The pitiable state of the residents of Gaza is unprecedented in the annals of modern warfare. In every other modern battle—if shelling and bombing a densely populated city may be called either “battle” or “modern”—the civilians had the option of running away. They could leave their homes, farms, or cities, and flood into some safe haven or refugee camp. This was the case in Iraq, Sudan, Darfur, and in the war-torn regions of Western Europe during the Second World War. Even the Bosnian Serbs allowed the women, children, and the infirm to escape to safety. No such “bleeding heart liberals” among the Chosen People. Gaza is walled on three sides on land, and fenced in by the Israeli navy from the sea. Its residents have nowhere to run. As a result, the Israeli army, using its advanced planes and arms supplied by the US, continues to murder civilians who madly dash about within the walls of their killing-fields, with the ease of shooting fish in a barrel.
The West and her allies have neither pity nor moderation. Their politicians are cynics, interested only in re-election, and the majority of their populations, a mindless mass of distracted zombies. It would be a fatal error for Iran or any other historical nation anywhere in the world to unilaterally disarm in the face of western pressure. Even if nuclear weapons are ruled out of their arsenals for moral reasons, nations that plan to survive the western juggernaut should maintain the capacity to make all attacks upon their regional interests extremely costly for the West, and for her local allies. In Iran, the liberal intellectuals who have bought into western powers’ candy-coated discourse about human rights and democracy should be mindful that when a beast bears its teeth, it is not smiling.
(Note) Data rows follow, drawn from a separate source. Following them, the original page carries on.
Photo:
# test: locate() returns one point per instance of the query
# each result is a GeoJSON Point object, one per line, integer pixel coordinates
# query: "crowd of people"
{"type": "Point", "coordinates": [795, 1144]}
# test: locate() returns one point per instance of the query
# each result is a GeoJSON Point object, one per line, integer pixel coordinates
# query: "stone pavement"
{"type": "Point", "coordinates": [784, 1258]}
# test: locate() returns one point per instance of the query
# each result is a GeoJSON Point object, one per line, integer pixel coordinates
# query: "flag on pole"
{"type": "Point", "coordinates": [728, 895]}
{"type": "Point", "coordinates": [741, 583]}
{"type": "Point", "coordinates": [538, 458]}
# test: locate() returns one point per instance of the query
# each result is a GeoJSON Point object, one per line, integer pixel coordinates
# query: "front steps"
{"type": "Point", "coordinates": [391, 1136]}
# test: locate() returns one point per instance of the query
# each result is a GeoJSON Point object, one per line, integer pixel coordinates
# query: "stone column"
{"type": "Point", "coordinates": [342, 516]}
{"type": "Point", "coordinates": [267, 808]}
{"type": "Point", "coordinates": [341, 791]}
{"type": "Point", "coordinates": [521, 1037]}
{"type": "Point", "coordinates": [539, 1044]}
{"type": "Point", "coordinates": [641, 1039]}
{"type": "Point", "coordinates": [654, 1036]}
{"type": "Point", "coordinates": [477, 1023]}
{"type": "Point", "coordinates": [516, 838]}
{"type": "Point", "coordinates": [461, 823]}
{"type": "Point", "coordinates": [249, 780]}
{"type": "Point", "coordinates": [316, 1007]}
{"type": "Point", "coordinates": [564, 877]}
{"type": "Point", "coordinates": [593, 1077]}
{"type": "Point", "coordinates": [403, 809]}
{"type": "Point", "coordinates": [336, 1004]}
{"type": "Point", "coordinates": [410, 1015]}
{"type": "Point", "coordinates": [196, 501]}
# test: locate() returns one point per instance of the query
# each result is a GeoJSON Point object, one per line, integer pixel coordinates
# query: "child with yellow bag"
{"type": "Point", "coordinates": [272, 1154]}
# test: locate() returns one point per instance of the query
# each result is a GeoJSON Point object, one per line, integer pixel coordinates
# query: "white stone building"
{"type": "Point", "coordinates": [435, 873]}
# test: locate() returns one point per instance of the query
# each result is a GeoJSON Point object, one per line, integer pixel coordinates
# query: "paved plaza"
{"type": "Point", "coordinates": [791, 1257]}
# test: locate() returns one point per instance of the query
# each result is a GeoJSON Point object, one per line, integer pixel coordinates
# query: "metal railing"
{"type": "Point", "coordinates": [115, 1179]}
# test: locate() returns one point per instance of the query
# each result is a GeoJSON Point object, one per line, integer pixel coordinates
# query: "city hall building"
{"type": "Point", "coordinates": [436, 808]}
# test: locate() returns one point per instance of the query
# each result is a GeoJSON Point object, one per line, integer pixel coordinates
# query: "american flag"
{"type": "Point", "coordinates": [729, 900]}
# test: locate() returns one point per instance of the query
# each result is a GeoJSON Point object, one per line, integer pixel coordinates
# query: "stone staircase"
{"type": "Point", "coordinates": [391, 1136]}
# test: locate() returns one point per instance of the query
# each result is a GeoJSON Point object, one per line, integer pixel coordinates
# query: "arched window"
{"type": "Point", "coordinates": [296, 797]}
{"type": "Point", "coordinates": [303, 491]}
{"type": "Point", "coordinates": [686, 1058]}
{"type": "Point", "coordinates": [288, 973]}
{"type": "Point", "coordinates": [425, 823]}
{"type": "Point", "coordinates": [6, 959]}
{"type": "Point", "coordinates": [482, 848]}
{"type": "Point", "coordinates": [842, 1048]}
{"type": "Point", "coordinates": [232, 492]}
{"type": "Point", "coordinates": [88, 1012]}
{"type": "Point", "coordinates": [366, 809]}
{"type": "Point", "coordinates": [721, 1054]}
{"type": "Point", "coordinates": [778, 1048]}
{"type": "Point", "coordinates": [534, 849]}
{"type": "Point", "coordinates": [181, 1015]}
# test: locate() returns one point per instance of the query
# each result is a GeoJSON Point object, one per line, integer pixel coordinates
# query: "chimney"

The present state of the Gaza Strip is both a tragedy and a lesson.
*Mahmoud Omidsalar obtained his Ph.D. in Persian Literature from the University of California, Berkeley in 1984, and joined the Encyclopaedia Iranica as a consulting editor in 1990. He was appointed to the Supreme Council of the Center for the Great Islamic Encyclopedia (Tehran) In 2006. Together with the late Iraj Afshar, he edited the series Folia Medica Iranica and Persian Manuscripts in Facsimile. His most recent English books are: Poetics and Politics of Iran’s National Epic, the Shāhnāmeh (New York: Palgrave Macmillan, 2011), and Iran’s Epic and America’s Empire: A Handbook for a Generation in Limbo (Santa Monica: Afshar Publishing, 2012).